A little-reported fact about the attacks, the Father explained, is that the Fulani herdsmen are often not Nigerian, while the victims are members of indigenous minority tribes that do not find significant representation in a government in which Fulanis, Yorubas, and Igbos are considered the three main ethnic communities of the country.
“[The Fulani jihadists] come from Guinea, some of them are found in Guinea, some of them are found in Mali, some are found in Burkina Faso, some are found in … Chad,” he explained. “The north of Nigeria is bordering Chad and Niger and Cameroon and … those borders are open so they just walk in.”
“Most of the victims are minorities,” Father Ihyula continued. “Nigeria is still mainly a country of tribes and tongues so, for instance, if you come to Nigeria, they will say they are three major tribes: there are Hausa Fulani, there is the Igbos, and there is the Yorubas, and then after that they begin to count minority tribes.”
“It is a way of perpetuating injustice over minority tribes and they are comfortable with that so that even in the leadership of Nigeria,” he said, “they feel that if you are not Hausa Fulani you are not qualified to be leader to Nigeria, or you’re not from the Yoruba tribe you are not qualified.”
Nigeria’s population is a little over half Muslim, while Christians of all sects account for about 46 percent of the population. Despite this, Father Ihyula noted, the government has increasingly allowed elements of Sharia, the Islamic law, to enter the country’s constitution, disenfranchising the sizable population who are not Muslim.
“Nigeria is supposed to be a democratic country and also a secular state, but the Muslim leaders who have led Nigeria … there has been a push by some Muslim elements in the country to Islamize the populace,” Father Ihyula explained. “Imagine that, in a country where we are supposed to have a secular constitution, some parts of our constitution is Sharia.
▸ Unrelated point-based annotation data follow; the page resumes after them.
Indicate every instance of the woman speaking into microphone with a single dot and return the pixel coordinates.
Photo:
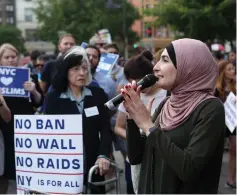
(182, 149)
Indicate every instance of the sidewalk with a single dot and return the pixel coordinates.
(223, 178)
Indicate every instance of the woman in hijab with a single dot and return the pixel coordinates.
(183, 147)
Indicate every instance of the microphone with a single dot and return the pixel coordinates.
(145, 82)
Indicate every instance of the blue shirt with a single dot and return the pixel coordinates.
(106, 83)
(80, 102)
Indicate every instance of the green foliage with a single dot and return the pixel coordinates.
(200, 19)
(82, 18)
(12, 35)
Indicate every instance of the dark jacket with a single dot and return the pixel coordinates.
(97, 134)
(184, 160)
(18, 106)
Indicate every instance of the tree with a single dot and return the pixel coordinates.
(82, 18)
(12, 35)
(200, 19)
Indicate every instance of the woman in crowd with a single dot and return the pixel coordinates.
(71, 95)
(135, 69)
(17, 105)
(225, 84)
(183, 147)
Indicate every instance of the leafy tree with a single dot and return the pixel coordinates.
(83, 18)
(12, 35)
(200, 19)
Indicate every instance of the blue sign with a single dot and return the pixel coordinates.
(12, 80)
(107, 61)
(84, 45)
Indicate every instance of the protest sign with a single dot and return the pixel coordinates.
(230, 112)
(12, 80)
(107, 61)
(105, 36)
(49, 153)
Just imagine that in the United States … there should be elements of the Sharia like someone can marry four wives or somebody’s hand should be cut if they steal something.”
Father Ihyula expressed urgent concern that the government has done little to protect Christian populations from the jihadist threat they face because the past two presidents – Buhari and current President Bola Tinubu – are Muslims of the same political party and obscure the reality of places like Benue on international platforms.
“They are very powerful, they have all the monies, they have all the connections, they have people in the U.N., they have people in all the prominent embassies in the world,” Father Ihyula told Breitbart News. “They tell them that it [the jihadist violence] is climate change – I mean for heaven’s sake, climate change, is not confined to Nigeria.”
“People in the U.S. are not killing people because there is climate change,” the Father observed. “Neither are people in the U.K. killing people because there is climate change. Only in Nigeria [is it] that people are displaced … in the name of climate change and nobody wants the truth to be said, and when you say the truth you become a target.”
Father Ihyula urged those in the international community, and Americans especially, to pray for the Christians of Nigeria and discuss the crisis in the hopes of raising awareness.
“We need help in that the American people should talk about this. The more people get to know, the more the outside world gets to know about this, it’s better for us because now its, ‘oh the world is talking about this so let us talk, or tomorrow someone will bring us before the International Criminal Court,’” the priest said.
He noted that the millions in IDP camps are also suffering tremendously and, despite support from Aid to the Church in Need and other similar humanitarian operations, those in the camps desperately need everything from food to blankets to educational tools for their children.